Con 1760 dipendenti, di cui 900 in regime di contratti di solidarietà, e altri duemila lavoratori dell’indotto, l’Ilva di Genova dipende dall’altoforno di Taranto. Lo stabilimento di Cornigliano ha chiuso i suoi impianti a caldo negli anni scorsi, in seguito a lunghe trattative con gli enti locali e il governo. Ora sopravvive la lavorazione a freddo, ma senza il materiale che arriva dalla Puglia il complesso è inutile. «Lo sappiamo tutti. Le dichiarazioni di ieri non aggiungono nulla. È un messaggio dell’azienda a chi forse fino a questo momento, forse anche la magistratura, non aveva idea di che cosa fosse il ciclo della siderurgia. Un modo per far presente a tutto il mondo quali sarebbero le conseguenze della chiusura» dice Franco Grondona, segretario provinciale della Fiom. «È come se a Taranto ci fosse il mulino – prosegue e qui il panificio: senza farina niente pane». Fa lo stesso esempio anche il segretario generale della Uil, Pierangelo Massa: «Qui facciamo il pane, l’impasto arriva da fuori». Per Massa, le dichiarazioni di Bruno Ferrante, presidente dell’Ilva, «interpretano la posizione dura di un’azienda sotto schiaffo». La ragionevolezza vorrebbe «una bonifica con interventi graduali, c’è la possibilità di farlo».

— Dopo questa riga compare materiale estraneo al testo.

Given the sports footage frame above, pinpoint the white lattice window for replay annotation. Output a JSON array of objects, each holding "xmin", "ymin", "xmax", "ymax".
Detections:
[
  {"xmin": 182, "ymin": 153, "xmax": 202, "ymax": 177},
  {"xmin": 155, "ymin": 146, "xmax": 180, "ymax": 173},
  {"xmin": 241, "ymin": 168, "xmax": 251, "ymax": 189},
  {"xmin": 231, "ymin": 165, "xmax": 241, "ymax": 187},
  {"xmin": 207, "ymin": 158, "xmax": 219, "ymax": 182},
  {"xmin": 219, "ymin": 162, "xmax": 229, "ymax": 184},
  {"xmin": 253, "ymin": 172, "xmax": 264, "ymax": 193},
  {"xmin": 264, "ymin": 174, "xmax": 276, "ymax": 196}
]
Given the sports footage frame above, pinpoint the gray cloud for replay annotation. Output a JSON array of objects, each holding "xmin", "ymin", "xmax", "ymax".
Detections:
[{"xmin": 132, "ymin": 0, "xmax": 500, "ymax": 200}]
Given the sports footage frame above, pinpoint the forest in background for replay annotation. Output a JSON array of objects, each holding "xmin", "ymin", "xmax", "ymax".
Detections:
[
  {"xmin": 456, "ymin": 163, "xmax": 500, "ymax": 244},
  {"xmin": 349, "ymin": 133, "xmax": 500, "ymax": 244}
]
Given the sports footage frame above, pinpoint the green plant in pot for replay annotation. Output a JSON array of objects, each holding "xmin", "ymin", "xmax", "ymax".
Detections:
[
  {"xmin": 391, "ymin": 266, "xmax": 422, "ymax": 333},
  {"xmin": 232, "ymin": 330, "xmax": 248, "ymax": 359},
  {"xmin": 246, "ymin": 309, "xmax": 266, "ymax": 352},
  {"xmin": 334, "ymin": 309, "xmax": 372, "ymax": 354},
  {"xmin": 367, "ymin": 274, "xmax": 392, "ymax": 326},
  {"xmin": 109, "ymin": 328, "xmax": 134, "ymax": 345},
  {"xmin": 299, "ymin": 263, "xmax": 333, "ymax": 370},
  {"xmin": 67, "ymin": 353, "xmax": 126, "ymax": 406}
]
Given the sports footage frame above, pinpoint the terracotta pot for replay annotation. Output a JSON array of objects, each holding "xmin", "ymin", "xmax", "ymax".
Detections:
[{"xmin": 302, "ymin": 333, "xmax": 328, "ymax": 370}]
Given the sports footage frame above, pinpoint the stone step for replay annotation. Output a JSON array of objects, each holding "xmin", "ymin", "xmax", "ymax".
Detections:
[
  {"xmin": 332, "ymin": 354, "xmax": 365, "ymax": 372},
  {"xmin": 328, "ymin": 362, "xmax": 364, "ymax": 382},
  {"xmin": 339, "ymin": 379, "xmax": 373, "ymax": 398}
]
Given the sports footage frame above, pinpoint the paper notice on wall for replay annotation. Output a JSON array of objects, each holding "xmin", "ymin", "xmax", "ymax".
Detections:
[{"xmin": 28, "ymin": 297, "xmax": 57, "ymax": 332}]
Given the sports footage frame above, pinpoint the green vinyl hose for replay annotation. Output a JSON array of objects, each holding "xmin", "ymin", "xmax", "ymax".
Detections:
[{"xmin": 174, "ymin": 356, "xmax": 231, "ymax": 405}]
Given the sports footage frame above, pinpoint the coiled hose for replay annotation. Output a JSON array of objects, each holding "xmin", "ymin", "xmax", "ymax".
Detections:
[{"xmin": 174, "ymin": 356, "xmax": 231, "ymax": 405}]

«Speriamo che la ragionevolezza prevalga – si augura il presidente della Regione, Claudio Burlando – Il processo siderurgico si basa su lavorazione a caldo e a freddo, se si chiude l’altoforno salta l’intero ciclo produttivo. Speriamo che ci sia buonsenso, in un momento in cui anche la crisi dell’auto ha dato una mazzata all’industria dell’acciaio».

«In un momento di crisi planetaria, non si può mettere in ginocchio un settore strategico come questo. Si può trovare una mediazione. Sono passati decenni invano, mentre alcuni giocavano a rimpiattino, ora improvvisamente qualcuno spegne la luce e ci troviamo tutti al buio» conclude Massa.